The burial of the dead is linked to the belief in the resurrection of the body at the end of time. Catholics believe that all men will be resurrected for the Final Judgment. Thus, the reverence and care rendered to the body come from the honor and respect for the deceased person. One is not free to dispose of the body as if it were trash or fertilizer. The body that is buried belongs to the person who will one day be resurrected and will once again enjoy possession of it.

The belief in the resurrection of the body is essential to the Faith. To deny this truth is to reject Christ’s Resurrection and the need for the redemption. The Faith is meaningless without these dogmas that address Christ’s victory over death and the promise of life everlasting.

Death Does Not Terminate Relationships

Another reason why the Church buries the dead is the recognition that death does not terminate our relationships with the deceased. They are merely transformed. The dead are still part of the Christian community. Proper burial provides the framework whereby loved ones can fulfill their responsibilities to the dead.

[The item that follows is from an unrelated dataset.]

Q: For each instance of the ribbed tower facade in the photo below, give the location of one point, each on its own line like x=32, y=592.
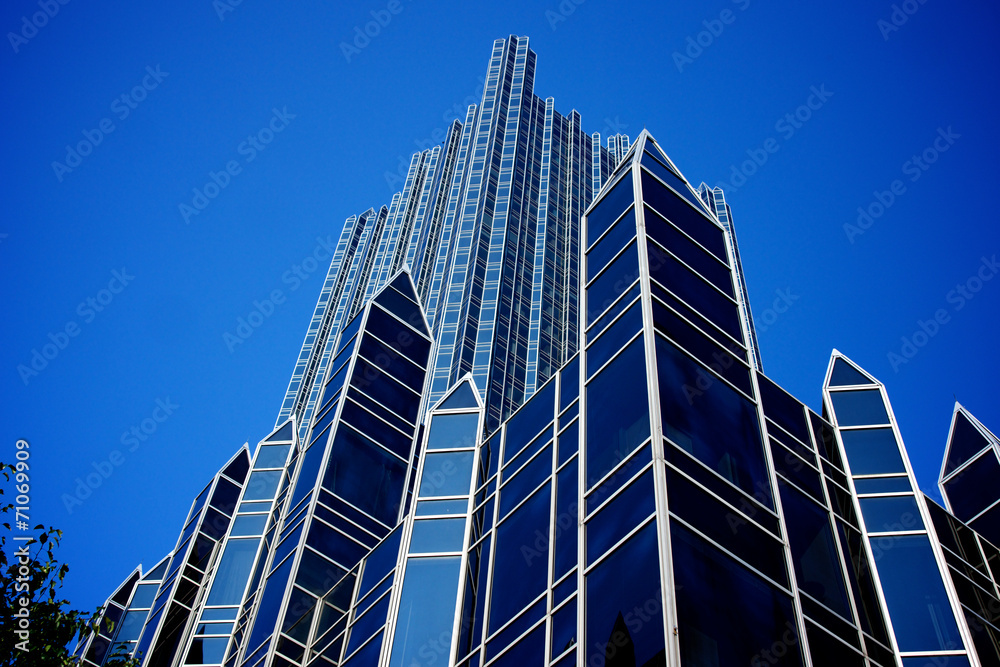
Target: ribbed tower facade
x=528, y=426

To pray for the dead is a spiritual act of mercy that is encouraged by burial and visits to their graves. Masses offered for the repose of souls are yet another way to show charity toward the deceased. On their part, the poor souls in Purgatory can also intercede on behalf of the living.

Thus, the deceased benefit from the participation of the community and parish that extend these relationships beyond death. At the same time, the community comes to recognize the impact and possible intercession of the individual upon all. The deceased person is integrated into the history of the community, recorded as it is by the Church.

Radical Ecologists and the End of Man

How different this is from the “recomposition” option now being debated. Implicit in this initiative is the modern secular notion of man as a being with no soul or purpose in life. The body is a mere phase in the constant transformation of matter. An individual has no real significance, history, or eternal destiny.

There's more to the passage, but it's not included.